Я пообещал это сделать.
— Ведь и у лорда Байрона, — сказал я, — сплошь и рядом встречаются места вполне непосредственные, ограниченные лишь изображением предмета, также лишь относительно затрагивающие нашу душу, как и рисунок хорошего художника. «Дон-Жуан» больше других вещей изобилует такими местами.
— Да, — согласился со мною Гёте, — тут лорд Байрон, бесспорно, велик; иной раз реальная жизнь дана у него так легко, словно бы мимоходом, что это кажется импровизацией.

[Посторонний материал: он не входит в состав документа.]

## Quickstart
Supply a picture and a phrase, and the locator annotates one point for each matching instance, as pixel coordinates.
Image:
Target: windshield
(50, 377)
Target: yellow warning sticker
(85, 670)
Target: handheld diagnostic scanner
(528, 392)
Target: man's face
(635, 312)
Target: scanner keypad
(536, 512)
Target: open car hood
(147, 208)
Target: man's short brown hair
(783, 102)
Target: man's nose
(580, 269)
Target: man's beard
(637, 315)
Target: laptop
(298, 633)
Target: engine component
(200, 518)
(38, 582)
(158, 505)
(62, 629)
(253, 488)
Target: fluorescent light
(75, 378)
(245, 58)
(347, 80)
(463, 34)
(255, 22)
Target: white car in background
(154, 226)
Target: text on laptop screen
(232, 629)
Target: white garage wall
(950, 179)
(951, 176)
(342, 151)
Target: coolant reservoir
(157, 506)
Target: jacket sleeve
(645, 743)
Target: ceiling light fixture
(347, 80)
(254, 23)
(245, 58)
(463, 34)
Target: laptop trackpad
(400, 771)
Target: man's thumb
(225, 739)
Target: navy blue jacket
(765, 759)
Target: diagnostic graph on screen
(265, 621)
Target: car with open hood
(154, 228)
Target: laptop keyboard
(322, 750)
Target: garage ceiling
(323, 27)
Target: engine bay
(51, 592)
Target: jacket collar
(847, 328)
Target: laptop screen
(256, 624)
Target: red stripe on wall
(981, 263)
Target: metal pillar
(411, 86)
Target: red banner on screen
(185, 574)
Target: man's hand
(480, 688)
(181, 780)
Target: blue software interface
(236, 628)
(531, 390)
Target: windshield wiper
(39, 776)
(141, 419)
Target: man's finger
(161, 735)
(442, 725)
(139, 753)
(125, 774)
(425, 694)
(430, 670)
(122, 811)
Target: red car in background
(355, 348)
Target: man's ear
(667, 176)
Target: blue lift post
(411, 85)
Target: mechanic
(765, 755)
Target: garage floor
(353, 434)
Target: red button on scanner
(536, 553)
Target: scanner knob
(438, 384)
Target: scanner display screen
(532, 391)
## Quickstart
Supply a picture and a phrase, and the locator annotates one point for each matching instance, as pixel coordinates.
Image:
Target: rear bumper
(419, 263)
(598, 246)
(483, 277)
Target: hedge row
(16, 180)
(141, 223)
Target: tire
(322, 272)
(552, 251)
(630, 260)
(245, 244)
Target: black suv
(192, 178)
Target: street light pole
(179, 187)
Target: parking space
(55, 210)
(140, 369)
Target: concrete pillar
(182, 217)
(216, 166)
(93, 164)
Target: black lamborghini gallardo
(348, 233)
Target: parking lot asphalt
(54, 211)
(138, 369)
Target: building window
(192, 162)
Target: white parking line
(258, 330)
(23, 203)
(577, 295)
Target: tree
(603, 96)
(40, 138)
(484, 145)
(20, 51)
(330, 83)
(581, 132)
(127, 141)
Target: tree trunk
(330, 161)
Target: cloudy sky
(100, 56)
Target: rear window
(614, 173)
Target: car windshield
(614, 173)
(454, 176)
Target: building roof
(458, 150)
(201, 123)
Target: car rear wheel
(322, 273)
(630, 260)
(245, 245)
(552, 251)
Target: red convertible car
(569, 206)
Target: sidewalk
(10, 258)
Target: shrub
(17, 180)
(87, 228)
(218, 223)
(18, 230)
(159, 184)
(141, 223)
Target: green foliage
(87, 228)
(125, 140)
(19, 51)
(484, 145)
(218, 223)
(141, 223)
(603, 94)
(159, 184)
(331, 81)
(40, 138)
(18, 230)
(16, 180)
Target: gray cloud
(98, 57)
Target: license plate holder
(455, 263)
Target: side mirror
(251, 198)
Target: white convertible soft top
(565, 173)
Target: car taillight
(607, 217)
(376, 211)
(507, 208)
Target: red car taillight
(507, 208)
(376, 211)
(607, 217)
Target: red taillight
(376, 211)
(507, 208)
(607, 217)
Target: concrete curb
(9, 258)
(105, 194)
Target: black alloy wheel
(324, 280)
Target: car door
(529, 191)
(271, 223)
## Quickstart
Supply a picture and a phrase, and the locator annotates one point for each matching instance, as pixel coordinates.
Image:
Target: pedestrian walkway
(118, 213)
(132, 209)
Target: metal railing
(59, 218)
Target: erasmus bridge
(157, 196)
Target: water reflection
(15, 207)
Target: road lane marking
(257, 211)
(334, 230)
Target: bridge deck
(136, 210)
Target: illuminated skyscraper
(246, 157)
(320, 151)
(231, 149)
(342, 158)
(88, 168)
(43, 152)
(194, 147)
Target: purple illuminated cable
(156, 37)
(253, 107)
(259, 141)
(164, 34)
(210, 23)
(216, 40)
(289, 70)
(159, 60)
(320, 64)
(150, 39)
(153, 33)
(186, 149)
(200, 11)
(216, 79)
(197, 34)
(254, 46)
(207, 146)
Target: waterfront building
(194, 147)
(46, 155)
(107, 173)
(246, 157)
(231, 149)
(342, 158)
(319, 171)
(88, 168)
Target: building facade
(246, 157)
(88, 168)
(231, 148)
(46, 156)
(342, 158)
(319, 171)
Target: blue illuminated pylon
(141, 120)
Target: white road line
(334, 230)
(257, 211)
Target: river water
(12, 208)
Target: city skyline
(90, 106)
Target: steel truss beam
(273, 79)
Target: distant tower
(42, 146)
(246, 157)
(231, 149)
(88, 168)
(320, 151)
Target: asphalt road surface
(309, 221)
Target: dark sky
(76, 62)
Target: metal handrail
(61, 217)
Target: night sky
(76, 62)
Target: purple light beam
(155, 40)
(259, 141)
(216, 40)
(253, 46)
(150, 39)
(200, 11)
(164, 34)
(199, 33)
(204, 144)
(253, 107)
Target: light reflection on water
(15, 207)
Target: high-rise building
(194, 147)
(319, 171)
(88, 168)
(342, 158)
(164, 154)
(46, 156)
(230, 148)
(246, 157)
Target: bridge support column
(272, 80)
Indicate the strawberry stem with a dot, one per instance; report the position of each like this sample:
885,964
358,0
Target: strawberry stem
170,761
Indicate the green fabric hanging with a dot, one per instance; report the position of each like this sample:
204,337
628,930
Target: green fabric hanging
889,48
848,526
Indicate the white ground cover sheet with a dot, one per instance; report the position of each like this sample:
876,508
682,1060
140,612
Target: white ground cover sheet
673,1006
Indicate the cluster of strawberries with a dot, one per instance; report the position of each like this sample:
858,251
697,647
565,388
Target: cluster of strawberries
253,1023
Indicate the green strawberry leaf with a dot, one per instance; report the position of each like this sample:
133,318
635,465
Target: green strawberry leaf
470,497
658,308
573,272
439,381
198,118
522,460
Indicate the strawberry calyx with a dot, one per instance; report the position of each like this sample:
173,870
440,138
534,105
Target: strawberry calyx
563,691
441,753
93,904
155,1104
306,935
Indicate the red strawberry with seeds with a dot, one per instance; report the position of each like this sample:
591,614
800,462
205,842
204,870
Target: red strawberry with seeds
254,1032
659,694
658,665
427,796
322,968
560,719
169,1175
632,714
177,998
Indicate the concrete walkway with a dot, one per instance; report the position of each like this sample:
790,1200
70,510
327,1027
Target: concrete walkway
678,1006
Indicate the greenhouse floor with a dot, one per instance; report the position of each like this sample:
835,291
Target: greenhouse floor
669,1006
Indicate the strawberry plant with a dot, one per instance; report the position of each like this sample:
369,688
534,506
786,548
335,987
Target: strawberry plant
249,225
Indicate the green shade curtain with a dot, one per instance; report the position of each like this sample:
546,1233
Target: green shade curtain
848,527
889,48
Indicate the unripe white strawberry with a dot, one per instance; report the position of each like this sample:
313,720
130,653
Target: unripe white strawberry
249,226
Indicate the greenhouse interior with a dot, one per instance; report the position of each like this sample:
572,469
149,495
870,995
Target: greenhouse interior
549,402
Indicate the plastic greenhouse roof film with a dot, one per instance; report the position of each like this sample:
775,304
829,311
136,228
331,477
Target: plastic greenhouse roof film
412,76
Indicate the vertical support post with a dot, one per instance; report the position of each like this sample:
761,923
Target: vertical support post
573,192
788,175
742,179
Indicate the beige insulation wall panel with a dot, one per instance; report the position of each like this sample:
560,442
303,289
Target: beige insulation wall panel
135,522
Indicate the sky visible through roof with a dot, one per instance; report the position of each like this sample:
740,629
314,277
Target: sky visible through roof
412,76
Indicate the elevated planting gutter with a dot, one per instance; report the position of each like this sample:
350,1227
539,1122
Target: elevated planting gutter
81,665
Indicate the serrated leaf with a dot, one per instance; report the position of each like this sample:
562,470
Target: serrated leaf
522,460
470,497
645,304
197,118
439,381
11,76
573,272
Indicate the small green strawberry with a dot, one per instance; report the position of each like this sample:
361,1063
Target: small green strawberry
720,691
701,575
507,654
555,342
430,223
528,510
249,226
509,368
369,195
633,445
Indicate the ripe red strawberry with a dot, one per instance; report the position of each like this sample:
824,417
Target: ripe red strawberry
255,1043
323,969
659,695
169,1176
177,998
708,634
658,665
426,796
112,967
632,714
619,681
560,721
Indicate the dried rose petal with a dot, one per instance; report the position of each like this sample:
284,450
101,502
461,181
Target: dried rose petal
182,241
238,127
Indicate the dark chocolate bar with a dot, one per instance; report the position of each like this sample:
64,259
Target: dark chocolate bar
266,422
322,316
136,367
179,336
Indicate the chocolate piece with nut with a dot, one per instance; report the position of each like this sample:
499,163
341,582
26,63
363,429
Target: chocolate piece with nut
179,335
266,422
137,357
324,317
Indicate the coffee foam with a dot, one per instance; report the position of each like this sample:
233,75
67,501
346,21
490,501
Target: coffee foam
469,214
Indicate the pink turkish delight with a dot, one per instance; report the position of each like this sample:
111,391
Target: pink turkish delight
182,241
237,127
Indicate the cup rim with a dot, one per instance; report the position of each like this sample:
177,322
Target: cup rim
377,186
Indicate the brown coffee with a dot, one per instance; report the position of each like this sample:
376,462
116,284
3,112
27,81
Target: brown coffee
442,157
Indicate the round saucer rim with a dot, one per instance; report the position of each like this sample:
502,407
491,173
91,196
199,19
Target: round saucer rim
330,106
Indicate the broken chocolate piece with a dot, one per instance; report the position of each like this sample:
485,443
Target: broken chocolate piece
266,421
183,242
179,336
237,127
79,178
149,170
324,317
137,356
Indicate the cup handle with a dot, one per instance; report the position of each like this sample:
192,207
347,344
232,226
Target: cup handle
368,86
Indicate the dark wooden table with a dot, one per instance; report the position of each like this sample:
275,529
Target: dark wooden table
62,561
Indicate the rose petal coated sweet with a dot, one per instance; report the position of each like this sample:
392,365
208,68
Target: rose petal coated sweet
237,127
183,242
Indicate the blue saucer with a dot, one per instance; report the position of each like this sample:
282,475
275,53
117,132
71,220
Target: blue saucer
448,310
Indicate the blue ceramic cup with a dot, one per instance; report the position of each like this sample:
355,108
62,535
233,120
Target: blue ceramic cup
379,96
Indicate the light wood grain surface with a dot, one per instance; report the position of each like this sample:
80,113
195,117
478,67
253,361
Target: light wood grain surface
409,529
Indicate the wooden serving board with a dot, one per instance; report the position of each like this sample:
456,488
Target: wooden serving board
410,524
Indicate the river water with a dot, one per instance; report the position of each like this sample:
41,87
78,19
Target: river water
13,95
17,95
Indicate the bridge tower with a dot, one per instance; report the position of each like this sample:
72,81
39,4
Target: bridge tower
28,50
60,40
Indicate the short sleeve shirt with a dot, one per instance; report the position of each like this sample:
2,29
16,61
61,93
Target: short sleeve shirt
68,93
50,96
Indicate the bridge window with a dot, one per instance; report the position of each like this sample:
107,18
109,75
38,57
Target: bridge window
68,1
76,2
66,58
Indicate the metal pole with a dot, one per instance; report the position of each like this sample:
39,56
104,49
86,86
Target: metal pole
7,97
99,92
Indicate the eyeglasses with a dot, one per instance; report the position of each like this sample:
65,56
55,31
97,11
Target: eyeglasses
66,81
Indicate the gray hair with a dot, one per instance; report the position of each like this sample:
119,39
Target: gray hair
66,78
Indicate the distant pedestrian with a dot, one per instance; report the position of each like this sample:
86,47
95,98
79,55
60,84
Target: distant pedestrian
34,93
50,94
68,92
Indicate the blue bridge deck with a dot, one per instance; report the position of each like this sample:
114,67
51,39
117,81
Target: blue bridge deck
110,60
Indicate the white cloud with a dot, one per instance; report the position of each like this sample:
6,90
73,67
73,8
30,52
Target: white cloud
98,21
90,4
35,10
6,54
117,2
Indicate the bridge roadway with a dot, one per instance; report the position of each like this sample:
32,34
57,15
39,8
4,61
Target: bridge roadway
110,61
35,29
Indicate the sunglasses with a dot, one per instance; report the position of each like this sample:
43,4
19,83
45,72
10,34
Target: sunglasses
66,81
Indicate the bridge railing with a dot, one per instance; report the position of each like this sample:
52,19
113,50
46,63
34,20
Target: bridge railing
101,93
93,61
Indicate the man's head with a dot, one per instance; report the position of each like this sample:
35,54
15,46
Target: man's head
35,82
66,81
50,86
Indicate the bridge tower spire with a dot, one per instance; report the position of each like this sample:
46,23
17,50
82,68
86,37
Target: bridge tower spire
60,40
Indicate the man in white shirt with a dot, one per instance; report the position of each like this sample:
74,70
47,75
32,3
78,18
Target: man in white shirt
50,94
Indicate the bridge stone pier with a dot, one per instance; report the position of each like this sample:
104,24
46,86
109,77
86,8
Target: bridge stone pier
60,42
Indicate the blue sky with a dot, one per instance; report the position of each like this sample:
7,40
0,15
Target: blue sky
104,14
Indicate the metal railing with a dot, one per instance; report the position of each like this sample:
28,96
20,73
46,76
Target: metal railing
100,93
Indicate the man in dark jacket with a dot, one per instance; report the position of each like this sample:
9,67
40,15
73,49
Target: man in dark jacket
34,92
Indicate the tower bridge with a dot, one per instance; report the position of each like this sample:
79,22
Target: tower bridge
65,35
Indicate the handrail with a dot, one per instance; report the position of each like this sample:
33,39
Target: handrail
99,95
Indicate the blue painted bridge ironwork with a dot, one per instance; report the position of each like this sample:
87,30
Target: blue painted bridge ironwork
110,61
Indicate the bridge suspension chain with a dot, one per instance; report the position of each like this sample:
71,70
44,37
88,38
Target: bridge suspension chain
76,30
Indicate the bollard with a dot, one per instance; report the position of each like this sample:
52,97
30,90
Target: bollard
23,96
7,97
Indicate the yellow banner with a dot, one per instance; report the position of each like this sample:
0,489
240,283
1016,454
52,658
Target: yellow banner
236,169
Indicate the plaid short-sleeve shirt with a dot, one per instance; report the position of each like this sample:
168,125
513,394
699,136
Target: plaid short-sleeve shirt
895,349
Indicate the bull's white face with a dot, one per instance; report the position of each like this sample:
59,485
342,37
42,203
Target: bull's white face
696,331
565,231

В «Дон-Жуане» я таких мест не припоминаю, но в других его поэмах они запали мне в память, особенно морские сцены, где нет-нет и промелькнет парус; так хорошо это сделано, что кажется, ты сам вдыхаешь морской воздух.
— В «Дон-Жуане», — сказал я, — меня всего более поразило описание Лондона, мне чудилось, что сквозь эти легкие стихи я воочию вижу город. К тому же он, не задумываясь, поэтична какая-то деталь или нет. пускает ее в ход, вплоть до завитых париков в окнах цирюльников и фонарщиков, заправляющих маслом уличные фонари.
— Наши немецкие эстетики, — сказал Гёте, — хоть и любят поговорить о предметах поэтических и не поэтических, причем в известной степени они не так уж не правы, однако, по сути дела, любой реальный предмет становится поэтическим, если поэт умеет с ним обращаться.
— Как это верно, — воскликнул я, — и как было бы хорошо, если б такая точка зрения стала общепризнанной максимой. Далее мы заговорили о «Двух Фоскари», и я заметил, что Байрон превосходно изображает женщин.
— Его женщины, — сказал Гёте, — очень удачны. Но они ведь единственный сосуд, оставшийся нам, новейшим писателям, который мы можем заполнить своим идеализмом. С мужчинами нам делать нечего. В Ахилле и Одиссее, самом храбром и самом умном, Гомер уже вся предвосхитил.